Então, tá, devem ter pensado os frentistas, aliviados. Imagino que eles logo descansaram em paz, envolvidos pela simpatia do motorista, que conduziu uma agradável e divertida conversa. Deixou os dois lá, contando piadas sobre defuntos, e foi tomar um cafezinho com o ajudante.

O mais debochado, ainda na onda da conversa, bateu na porta do rabecão:

- A mãe natureza chama! - gritou, logo se afastando, com a coragem de um cachorro pinscher zero, que late para o transeunte das grades do portão. 

O outro, meio irritado como a fanfarronice do colega, desafiou:

- Você só tem conversa, piá! - o primeiro frentista fez cara feia - Duvido você abrir a porta e ver o que tem aí dentro.



Dentro do carro, José acordou de mil anos de sono, sentindo a barriga contrair. Realmente a natureza chamava. Tinha mesmo comido demais, não estava mais acostumado. Abriu os olhos, tentando se localizar. Estava tudo escuro, mas escutou as vozes e percebeu que haviam parado. Então lentamente sentou-se no caixão, justamente quando a porta do carro era aberta e a luz amarelada do posto de gasolina incidia sobre seu rosto magro. Por alguns segundos, o olhar de dois homens, que ele pensou ser o motorista e o ajudante, pousaram sobre ele:

- A gente já chegou? - Perguntou José, confuso. Dali para a frente, ele não entendeu o que aconteceu, apenas ouviu os gritos.

O motorista já voltava para o carro, quando percebeu as portas abertas e viu os dois frentistas fugindo, um agarrando o outro em puro desespero, gritando ensandecidamente. José saia do carro, meio tonto de sono, meio encurvado e ajeitando o terno amassado. Parecia alheio a tudo o que acontecera, só queria saber onde era o banheiro.

Segundo meu pai soube, os frentistas nunca mais pisaram naquele posto de gasolina, nem para receber o salário do mês.

Eu, da minha parte, me encontro reflexiva ao terminar essa história. Sinceramente, apesar das minhas críticas aos imaturos trabalhadores, fico pensando se minha reação seria, em algum milímetro, diferente. Temo que não.

Comentários

Adorei o causo Nadia!! E como você conseguiu criar suspense e descrever tudo com tantos detalhes e atenção! Fiquei doida para saber o que iria acontecer e me senti dentro das cenas!
Ana Raja disse…
Como é bom ler um causo bem contado!
Jander Minesso disse…
Fazia muito tempo que eu não chorava de rir. A cena do José acordando é sensacional. Belíssimo causo!
Zoraya Cesar disse…
Aaahhhmei demais essa historinha que, no final das contas, é fofa! Teve lembranças de seu pai, teve solidariedade, teve bobeira, teve realidade... adorei!
Albir disse…
Nádia, confesso que o tema me assustou um pouco, mas você foi suave e divertida.
Desta vez acho que não preciso dobrar a medicação.
Nadia Coldebella disse…
Alfonsina. Muito obrigado. É interessante esse exercício de recontar o q foi contado várias vezes.

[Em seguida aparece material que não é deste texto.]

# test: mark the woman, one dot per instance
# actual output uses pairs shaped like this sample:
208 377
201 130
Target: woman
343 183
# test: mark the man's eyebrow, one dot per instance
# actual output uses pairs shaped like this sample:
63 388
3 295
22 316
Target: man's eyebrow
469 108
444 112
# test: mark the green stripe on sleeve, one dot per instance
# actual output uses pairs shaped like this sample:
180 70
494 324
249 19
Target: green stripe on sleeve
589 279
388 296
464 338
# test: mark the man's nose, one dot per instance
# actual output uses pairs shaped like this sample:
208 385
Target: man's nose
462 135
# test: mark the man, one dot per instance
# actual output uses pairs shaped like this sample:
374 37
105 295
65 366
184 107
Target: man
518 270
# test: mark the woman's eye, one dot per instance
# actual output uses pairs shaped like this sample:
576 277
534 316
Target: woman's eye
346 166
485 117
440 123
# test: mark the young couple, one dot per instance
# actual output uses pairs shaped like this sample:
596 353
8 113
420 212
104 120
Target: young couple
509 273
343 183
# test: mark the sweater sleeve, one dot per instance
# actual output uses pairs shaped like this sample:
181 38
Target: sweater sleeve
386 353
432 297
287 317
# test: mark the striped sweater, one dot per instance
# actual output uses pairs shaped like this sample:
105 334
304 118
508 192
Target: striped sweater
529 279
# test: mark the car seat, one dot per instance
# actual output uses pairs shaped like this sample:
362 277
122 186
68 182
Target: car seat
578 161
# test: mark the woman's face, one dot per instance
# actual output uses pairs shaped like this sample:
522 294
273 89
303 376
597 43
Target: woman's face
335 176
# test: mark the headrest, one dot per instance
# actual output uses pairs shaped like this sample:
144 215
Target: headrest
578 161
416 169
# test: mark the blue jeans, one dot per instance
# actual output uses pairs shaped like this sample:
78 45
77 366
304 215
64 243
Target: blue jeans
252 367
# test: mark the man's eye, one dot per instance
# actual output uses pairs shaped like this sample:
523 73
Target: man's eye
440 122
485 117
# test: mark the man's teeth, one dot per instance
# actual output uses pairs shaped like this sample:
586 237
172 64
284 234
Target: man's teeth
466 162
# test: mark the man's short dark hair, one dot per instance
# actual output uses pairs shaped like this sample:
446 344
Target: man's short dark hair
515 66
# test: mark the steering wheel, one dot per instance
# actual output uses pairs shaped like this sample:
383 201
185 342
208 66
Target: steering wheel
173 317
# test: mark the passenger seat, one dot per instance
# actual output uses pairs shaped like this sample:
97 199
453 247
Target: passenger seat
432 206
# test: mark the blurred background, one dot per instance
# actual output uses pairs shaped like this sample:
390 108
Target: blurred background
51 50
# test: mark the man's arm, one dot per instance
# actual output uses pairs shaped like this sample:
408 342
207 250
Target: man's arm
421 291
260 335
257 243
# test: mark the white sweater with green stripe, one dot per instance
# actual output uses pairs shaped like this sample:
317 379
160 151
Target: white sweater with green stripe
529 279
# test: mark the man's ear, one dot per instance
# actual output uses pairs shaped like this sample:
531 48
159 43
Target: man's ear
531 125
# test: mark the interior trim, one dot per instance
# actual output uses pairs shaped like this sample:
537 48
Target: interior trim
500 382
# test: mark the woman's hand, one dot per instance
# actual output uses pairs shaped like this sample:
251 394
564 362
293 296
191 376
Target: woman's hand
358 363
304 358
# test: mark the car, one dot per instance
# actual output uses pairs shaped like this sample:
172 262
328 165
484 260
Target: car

Ana, gentileza da sua parte. Foi uma história legitimamente roubada.

Jander, espero fazê-lo chorar de rir muitas vezes ainda.

Zozinha querida! Vc já entendeu que minha propensão ao cômico-bizarro é de família!

Meu caro Dom Albir. Estou há mais de 40 anos aprendendo formas diferenciadas de assusta-lo e aumentar sua medicação!

Muito obrigada pelos comentários. Papai agradece!